By way of example he points to the organic relationship between searches and the products they reveal. But he doesn't think it'll happen any time soon, or that it'll necessarily work in the creepiest way we can imagine—to Sejnoha it seems "extremely unlikely that anyone would (or should!) tolerate advertising based on some sort of eavesdropping."
But that doesn't mean it won't happen. A look through the U.S. patents database, in fact, turns up inventions such as patent 20100086107 which describes exactly this sort of voice-powered ad serving system that's also sensitive to location. As a similar example of how sound-recognition is already driving adverts, music-recognizer Shazam recently revealed it could be integrated into all TV shows in the U.S. for social sharing purposes at first, but ad-related spots are almost certainly in Shazam's future. Microsoft has already developed ad tech that listens to the web video you're playing and drives adverts based on the words it recognizes, analogous to a future system that would listen to what you're saying:
Audio eavesdropping ad tech may be a while off then, but what's certain is that the ubiquitous always-on voice recognition tech that will power this future is already on the way.
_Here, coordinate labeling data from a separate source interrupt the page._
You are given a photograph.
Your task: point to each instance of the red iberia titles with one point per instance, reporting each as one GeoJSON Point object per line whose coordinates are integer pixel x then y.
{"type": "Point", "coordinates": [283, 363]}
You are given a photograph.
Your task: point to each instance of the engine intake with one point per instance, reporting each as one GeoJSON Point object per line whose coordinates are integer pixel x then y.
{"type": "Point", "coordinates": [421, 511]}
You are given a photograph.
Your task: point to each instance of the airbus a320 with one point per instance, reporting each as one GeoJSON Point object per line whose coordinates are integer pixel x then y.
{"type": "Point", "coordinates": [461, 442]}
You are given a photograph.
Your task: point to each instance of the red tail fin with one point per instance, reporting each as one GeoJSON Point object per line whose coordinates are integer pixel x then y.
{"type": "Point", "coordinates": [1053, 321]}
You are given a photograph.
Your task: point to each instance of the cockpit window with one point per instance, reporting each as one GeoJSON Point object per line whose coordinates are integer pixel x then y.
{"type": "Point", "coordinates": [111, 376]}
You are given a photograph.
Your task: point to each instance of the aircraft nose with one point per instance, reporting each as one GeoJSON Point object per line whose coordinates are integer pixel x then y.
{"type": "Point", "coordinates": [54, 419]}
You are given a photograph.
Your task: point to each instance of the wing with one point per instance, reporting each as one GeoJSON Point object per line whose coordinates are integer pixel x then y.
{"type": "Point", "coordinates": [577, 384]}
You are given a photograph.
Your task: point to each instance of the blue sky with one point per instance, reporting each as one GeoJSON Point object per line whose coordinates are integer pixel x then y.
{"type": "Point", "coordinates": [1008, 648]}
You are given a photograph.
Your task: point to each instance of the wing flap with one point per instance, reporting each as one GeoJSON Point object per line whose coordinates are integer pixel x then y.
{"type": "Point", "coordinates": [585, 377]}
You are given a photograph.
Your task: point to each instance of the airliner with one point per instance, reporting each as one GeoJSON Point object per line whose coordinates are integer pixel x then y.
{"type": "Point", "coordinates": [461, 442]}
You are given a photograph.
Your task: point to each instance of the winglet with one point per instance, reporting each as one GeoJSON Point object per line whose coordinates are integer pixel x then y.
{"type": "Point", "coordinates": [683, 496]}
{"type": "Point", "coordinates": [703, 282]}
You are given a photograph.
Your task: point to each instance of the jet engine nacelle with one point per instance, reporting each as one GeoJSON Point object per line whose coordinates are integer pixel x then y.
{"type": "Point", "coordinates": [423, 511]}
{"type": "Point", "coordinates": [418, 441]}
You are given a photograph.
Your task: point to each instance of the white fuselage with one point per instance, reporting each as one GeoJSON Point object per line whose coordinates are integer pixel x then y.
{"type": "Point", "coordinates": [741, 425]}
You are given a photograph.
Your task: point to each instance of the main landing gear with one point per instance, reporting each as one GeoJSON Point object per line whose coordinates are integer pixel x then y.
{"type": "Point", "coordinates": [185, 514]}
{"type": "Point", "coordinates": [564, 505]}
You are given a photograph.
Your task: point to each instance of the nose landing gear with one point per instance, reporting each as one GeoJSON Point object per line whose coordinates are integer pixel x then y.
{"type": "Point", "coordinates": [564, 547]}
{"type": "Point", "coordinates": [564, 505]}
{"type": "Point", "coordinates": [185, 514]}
There's going to be an inevitable privacy backlash if or when it arrives—an exaggerated version of the one that blew up around the fact that today's Siri tech sends anonymized voice data to Apple. When similar tech is popularized by Google as well, will users be concerned that along with the hundreds of other bits of data Google tracks about them it'll add voice samples? What happens when the authorities decide to subpoena the voice files for a smartphone user implicated in a crime? How anonymous is "anonymized"? These issues will influence user attitude—at least at first. For proof, consider the mess Facebook's got itself into in Europe over face recognition technology.
On this matter Sejnoha reassuringly noted that "any application that has an ability to listen for input from the user in a way that doesn't require an explicit user action each time (such as the pressing of a push-to-talk button), must offer an 'opt-out'—it goes without saying that users must be able to control when the app is allowed to listen and when it's not."
Goes without saying. We get it.
Update: As if by magic, a very comprehensive Apple patent relating to an "Intelligent Automated Assistant" has popped up at the USPTO. It's more or less the guts of Siri or, as the formal patent language puts it it's all about how Siri "in various embodiments, the intelligent automated assistant engages with the user in an integrated, conversational manner using natural language dialog, and invokes external services when appropriate to obtain information or perform various actions." In addition, Apple puts an interesting spin on the matter in the introduction to the patent. It suggests that apps are getting ever more sophisticated and users have to learn to interact with the UI of each one—a task that is onerous, and perhaps problematic for a certain class of user. Speech, Apple thinks, is the unifying interface that can cut through this problem.